Financial Agent-Based Modeling

Updated: Sep 8, 2020

Financial theory and economics in general as they have evolved over the past century have adopted the modeling framework of physics and standard mathematics, which is known to be a reductionist framework. Much of current financial theory is based on linear assumptions and top-down equation-based models. Dynamic stochastic general equilibrium models are a paragon of this approach – an equation based macro rule with a limited number of variables that are designed to describe how the whole system works based upon rational expectations of the agents in the system.[1] This approach involves a degree of model expectation; meaning the agents are expected to act as if they understand the model so that the agents fit into the overall model. The general approach is that of aggregating over representative agents to achieve a general equilibrium that can be captured in a single global rule.

Just as Newtonian physics still works as an approximation for most physical motion, for much of science, economic and finance the equilibrium top-down approach works as a rough approximation. However just as we know that Newtonian physics is a shortcut description of a more complex underlying physical reality of general relativity, so too these general equilibrium models are a shortcut for a more complex underlying economic and financial reality. Just as we have to switch from Newtonian physics to general relativity or quantum physics to talk about certain phenomena in our universe, we also have to shift the paradigm within finance if we are to approach important economic phenomena, moving from top-down general rules and equilibrium to bottom-up local rules and nonequilibrium processes of change.


What these general equation-based models do not allow for is the reality of how people act and interact locally to create emergent bottom-up patterns based upon local rules; which is to a certain extent how markets work. People find themselves with some set of rules, some kind of local information, and then make their decisions, the interaction of these decisions lead to the overall outcomes in the market. Previously this vision of the world was not possible for our scientific and mathematical models to deal with because it involves massive amounts of free parameters and information. Prior to the advent of computer simulations, we could only write global rules and hope that the empirical data fitted into it, but today new models from complexity theory dealing with self-organization and emergence coupled with computer simulation are changing this.

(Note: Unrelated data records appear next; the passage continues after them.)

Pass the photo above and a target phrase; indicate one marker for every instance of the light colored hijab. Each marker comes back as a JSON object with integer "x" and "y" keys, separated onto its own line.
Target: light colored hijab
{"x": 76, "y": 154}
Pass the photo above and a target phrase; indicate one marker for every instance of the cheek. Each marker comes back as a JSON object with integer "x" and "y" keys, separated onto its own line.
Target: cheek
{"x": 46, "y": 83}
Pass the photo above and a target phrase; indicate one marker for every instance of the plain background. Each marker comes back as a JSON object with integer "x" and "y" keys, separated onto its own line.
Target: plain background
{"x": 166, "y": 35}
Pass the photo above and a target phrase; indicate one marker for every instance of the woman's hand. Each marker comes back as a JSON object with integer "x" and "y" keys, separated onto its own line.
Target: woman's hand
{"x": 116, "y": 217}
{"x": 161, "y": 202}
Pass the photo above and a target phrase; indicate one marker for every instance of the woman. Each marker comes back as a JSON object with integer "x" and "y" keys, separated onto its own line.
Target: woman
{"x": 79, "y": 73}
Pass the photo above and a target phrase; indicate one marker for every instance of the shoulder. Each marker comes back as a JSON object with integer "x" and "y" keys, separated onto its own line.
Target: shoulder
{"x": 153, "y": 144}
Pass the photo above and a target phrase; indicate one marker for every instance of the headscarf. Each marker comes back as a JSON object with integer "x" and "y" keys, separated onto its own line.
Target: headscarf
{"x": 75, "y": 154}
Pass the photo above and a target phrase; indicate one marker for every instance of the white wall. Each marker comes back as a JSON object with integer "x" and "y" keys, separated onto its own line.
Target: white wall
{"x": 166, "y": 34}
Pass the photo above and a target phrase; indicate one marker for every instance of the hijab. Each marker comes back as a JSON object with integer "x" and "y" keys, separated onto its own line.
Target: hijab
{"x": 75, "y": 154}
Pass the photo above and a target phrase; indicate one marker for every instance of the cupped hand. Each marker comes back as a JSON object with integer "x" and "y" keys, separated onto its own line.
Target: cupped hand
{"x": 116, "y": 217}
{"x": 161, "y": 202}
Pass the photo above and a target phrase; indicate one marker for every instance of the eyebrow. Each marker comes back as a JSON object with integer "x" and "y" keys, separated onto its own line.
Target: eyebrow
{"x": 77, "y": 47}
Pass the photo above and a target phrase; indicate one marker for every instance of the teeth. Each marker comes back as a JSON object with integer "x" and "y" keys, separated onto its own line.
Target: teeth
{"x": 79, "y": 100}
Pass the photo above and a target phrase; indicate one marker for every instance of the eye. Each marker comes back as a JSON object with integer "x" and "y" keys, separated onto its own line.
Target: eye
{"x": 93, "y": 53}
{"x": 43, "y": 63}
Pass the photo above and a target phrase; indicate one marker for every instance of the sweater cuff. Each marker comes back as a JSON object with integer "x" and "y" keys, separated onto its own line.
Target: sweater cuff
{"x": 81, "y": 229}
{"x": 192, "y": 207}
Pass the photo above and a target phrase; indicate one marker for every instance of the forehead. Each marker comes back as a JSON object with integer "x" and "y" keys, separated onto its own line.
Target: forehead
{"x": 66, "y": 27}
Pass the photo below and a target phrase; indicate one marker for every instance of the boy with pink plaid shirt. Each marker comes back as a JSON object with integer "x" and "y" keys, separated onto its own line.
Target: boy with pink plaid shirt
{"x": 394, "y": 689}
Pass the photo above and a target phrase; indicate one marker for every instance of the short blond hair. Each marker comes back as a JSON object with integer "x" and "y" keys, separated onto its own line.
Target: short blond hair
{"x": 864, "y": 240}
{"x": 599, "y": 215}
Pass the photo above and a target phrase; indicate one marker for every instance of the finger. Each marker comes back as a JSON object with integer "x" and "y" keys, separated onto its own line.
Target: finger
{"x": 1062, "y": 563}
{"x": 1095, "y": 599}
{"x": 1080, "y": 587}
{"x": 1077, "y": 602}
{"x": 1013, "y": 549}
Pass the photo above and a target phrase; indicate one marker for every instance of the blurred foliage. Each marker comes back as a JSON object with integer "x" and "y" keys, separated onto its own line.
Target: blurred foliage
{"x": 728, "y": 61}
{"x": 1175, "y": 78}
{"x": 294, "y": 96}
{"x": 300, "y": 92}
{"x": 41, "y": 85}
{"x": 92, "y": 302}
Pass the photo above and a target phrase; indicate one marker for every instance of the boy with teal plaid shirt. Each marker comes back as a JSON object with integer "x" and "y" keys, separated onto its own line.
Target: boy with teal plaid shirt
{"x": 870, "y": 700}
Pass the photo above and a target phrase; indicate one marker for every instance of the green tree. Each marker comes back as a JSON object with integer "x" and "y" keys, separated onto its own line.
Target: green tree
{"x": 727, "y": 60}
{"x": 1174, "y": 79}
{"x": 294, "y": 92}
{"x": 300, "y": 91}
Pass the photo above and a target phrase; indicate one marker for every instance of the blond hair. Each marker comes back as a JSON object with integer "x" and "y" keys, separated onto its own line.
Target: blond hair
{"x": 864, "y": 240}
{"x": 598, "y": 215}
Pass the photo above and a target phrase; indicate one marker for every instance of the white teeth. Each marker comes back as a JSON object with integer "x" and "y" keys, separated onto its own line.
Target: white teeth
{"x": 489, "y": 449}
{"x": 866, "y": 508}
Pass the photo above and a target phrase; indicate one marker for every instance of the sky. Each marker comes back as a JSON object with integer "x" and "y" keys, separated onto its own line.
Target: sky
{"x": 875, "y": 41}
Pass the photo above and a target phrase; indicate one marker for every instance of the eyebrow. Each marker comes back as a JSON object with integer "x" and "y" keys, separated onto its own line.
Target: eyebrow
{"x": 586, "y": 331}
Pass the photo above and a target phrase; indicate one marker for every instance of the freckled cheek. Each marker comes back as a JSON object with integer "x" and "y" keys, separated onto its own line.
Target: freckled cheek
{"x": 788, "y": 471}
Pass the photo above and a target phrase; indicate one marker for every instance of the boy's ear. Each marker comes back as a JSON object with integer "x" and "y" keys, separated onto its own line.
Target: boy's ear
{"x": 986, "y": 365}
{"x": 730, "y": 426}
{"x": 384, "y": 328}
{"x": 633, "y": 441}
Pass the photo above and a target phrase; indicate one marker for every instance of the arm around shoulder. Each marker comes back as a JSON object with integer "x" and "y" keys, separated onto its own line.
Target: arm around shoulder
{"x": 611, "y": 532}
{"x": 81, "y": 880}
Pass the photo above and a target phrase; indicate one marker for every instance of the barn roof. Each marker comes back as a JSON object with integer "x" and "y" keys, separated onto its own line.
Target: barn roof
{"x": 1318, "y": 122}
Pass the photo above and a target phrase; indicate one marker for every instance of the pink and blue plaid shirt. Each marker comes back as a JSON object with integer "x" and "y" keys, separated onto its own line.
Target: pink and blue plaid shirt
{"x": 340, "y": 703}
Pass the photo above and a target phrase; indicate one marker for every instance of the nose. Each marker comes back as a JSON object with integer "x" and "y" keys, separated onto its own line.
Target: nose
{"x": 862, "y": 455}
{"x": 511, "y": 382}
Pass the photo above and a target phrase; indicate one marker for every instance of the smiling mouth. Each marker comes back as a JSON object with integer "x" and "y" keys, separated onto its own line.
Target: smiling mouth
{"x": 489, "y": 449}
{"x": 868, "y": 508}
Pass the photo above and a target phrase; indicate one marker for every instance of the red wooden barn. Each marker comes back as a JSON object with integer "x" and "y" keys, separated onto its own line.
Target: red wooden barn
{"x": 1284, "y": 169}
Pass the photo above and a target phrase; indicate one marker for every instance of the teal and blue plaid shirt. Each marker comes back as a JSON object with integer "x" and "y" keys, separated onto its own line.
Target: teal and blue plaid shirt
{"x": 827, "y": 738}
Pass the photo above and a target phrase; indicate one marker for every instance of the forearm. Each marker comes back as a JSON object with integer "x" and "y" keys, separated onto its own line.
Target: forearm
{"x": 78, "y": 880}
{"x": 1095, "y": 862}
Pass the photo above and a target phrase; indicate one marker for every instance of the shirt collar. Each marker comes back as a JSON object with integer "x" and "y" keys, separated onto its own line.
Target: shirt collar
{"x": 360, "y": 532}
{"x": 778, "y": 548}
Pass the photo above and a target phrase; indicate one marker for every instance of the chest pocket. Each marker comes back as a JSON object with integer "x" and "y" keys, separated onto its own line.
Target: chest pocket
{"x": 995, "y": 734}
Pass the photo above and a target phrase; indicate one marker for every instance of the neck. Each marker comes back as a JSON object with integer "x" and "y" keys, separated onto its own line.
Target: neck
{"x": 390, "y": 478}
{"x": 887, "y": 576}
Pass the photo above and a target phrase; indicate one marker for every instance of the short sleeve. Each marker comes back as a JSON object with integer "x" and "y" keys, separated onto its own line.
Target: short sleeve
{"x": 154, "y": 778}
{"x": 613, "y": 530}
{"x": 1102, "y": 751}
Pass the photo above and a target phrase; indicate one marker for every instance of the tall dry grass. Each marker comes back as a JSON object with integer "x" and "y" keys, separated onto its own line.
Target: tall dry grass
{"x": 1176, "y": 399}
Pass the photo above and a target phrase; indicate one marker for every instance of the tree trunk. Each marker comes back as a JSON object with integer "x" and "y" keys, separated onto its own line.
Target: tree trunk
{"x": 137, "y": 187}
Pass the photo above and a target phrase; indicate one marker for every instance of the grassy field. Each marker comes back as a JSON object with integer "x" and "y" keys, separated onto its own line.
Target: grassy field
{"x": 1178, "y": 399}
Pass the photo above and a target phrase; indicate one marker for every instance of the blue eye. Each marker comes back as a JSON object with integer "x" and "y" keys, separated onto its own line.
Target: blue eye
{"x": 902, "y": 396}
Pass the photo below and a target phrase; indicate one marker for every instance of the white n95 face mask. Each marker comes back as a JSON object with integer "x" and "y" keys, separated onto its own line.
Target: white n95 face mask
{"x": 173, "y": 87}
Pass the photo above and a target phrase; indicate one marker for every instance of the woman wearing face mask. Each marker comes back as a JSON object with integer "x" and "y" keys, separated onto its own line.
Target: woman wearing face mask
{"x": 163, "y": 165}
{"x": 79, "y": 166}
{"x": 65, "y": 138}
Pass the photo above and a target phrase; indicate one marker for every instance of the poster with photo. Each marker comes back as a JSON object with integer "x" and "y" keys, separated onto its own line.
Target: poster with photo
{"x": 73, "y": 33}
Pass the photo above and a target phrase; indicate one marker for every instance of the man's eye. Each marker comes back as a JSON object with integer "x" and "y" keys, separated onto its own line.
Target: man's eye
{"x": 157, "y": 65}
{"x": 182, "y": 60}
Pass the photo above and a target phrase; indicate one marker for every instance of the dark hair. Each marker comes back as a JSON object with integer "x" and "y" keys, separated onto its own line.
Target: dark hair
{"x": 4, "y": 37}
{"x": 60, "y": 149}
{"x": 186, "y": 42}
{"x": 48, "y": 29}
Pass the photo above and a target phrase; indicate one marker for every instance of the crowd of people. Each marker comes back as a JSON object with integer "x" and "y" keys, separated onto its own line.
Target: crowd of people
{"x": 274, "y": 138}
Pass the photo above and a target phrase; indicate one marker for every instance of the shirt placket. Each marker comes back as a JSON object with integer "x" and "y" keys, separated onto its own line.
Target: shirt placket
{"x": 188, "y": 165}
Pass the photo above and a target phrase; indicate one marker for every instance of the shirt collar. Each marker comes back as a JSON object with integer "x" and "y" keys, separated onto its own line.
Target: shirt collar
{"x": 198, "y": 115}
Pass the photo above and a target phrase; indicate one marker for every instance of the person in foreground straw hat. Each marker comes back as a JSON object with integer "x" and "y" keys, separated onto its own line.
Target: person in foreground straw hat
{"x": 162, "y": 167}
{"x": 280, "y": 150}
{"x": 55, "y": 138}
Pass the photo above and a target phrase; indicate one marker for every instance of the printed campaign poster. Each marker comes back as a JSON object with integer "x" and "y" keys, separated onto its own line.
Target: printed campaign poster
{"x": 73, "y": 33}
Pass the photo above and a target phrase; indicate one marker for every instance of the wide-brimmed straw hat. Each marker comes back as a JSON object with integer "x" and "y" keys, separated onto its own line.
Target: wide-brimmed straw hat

Dealing with heterogeneous agents making local decisions creates many parameters; it is a high-dimensional problem and this is why large amounts of data and computer models are needed. With computers, we can define bottom-up models, where we start by asking what rules the agents are acting under and then simulate that leading to interaction and emergence. Solutions are no longer well defined and closed, they are more like patterns. We are trying to simulate the rules, actions, and interactions of agents looking at how overall patterns are created and change over time.

Simple Rules

One of the key premises of complex systems theory is that global coordination and complex behavior can emerge out of very simple rules governing the interaction between agents on the local level without the need for centralized coordination. At the heart of this is the question of how agents synchronize their state or cooperate to create local patterns of organization. We see many examples of self-organization within complex adaptive systems that are composed of elements following simple rules. For example, swarms of fireflies who may start out flashing their light in a random fashion with respect to each other come, through their interaction, to coordinate their behavior into an emergent pattern of the whole swarm flashing in synchrony.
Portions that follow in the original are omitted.